Examples of commercially available probes include those targeted to:
- αvβ3: The αvβ3 integrin is involved in vessel formation. αvβ3-targeted probes, such as IntegriSense, (PerkinElmer, co-developed by Merck) allow the imaging of new vessel formation and tumor burden.
- Hypoxia: The HypoxiSense probe (PerkinElmer) allows three-dimensional, FMT-based imaging of tissue hypoxia through targeting to the carbonic anhydrase 9 (CA IX) protein. This protein increases in hypoxic regions within many tumors, especially in cervical, colorectal, and non-small cell lung tumors.
- Annexin/Apoptosis: The Annexin Vivo contrast agent (PerkinElmer) selectively binds phosphatidylserine exposed in the outer leaflet of the cell membrane during the early stages of apoptosis. This enables FMT-based imaging of apoptosis.
- Her2: Her2 is commonly over-expressed in human breast cancer and is the target of many breast cancer therapeutics. A Her2-targeted probe can be used for imaging of Her2 expression and therapeutic knockdown.
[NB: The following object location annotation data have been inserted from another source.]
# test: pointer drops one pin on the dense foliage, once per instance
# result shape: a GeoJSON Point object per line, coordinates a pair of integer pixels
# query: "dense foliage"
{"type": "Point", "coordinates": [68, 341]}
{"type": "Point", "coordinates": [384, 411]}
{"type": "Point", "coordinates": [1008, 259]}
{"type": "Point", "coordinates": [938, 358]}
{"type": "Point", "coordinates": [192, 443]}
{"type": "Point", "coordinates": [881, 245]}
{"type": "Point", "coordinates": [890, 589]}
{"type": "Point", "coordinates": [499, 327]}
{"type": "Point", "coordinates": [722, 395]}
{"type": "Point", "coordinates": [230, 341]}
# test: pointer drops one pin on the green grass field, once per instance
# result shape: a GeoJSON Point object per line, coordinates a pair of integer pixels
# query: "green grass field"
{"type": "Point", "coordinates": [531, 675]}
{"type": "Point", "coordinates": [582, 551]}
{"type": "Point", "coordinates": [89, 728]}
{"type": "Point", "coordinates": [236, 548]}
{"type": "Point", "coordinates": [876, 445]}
- Transferrin: Transferrins (Tf) are single-chain glycoproteins containing a molecular mass of 79-kDa that bind to transferrin receptors (TfRs) at extracellular pH (Kd = 1–100 nM) and trigger receptor-mediated endocytosis. TfR is a cell-membrane internalizing receptor that is responsible for almost all the iron sequestration in mammalian cells. Because of rapid cell division and stringent demand for iron (for heme synthesis), many cancer cell types overexpress TfRs. It has been used as a targeting agent for cancer cells. In addition, TfR accumulates in locals of inflammation due to the leakage of plasma proteins and to the expression of TfR receptors by inflammatory cells. During inflammation, monocytes leave the blood and differentiate into macrophages at the extravascular tissues, macrophages express surface Tf receptors.
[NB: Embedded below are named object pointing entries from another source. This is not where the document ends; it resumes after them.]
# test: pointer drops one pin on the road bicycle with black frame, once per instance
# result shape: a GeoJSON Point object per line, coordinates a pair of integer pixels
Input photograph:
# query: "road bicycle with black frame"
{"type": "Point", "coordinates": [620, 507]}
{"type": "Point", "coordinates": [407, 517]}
- Folate: The FolateRSense™ (PerkinElmer) targeted fluorescence imaging agent is highly specific and sensitive in its detection of folate receptor alpha (FRA) and can be used to closely monitor and quantitate tumor growth and metabolism. Over-expression of FRA protein is associated with tumor growth, and uptake of folic acid is a necessary part of tumor metabolism.
NIR Probes: Activated
NIR-activated probes provide the opportunity to image the modulation of target-specific molecules. These probes are in a quiescent or quenched fluorescence state prior to activation and fluorescent activity. Commercially available, activatable NIR probes exist for a variety of target molecules including:
- Cathepsins: Cathepsins are upregulated in a variety of disease states including inflammation and cancer. These probes can quantify the early and specific aspects of rheumatoid arthritis and other inflammatory diseases. They can also be used for tumor-burden tracking since tumors broadly produce high levels of cathepsins. Pan-cathepsin probes are available (e.g., ProSense) as well as probes specific to Cathepsin B (e.g., CatB FAST) and Cathepsin K (e.g., CatK FAST). Notably, Cathepsin K is commonly upregulated in the osteoblastic components of bone degradation and can be used to assess therapeutics targeted against this process in bone disease.
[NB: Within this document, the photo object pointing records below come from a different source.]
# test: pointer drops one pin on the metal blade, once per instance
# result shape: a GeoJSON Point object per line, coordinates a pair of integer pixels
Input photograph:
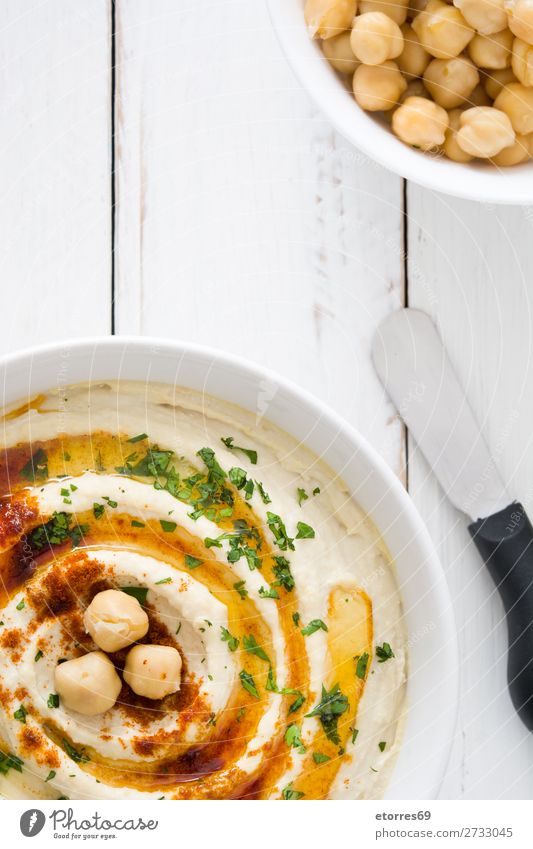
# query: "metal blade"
{"type": "Point", "coordinates": [413, 366]}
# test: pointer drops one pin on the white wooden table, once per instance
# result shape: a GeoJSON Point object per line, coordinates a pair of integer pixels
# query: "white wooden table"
{"type": "Point", "coordinates": [199, 187]}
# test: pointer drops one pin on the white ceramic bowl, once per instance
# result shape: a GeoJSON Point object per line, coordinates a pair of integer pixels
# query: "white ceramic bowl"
{"type": "Point", "coordinates": [476, 181]}
{"type": "Point", "coordinates": [433, 660]}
- Matrix metalloproteinases (MMPs): MMPs are active in inflammation diseases and cancer. MMP-activatable fluorescent probes can be used both for quantifying the early and mechanistic aspects of rheumatoid arthritis and other inflammatory diseases. They can also be used for tumor burden tracking since tumors commonly produce high levels of MMPs.
- Neutrophil elastase: Neutrophil elastase is a protease involved in a variety of indications including acute lung injury and acute respiratory distress syndrome, as well as many other inflammatory processes such as emphysema, cystic fibrosis, COPD, wound healing, rheumatoid arthritis, and ischemia-reperfusion.
- PSA: Prostate specific antigen (PSA) is one of the most studied biomarkers for prostate cancer. However, serum PSA levels are mildly elevated in both malignant and non-malignant prostate conditions. Enzymatically active PSA, present at detectable levels only in prostate tumor tissue, provides a better target to measure the malignancy of prostate cancer.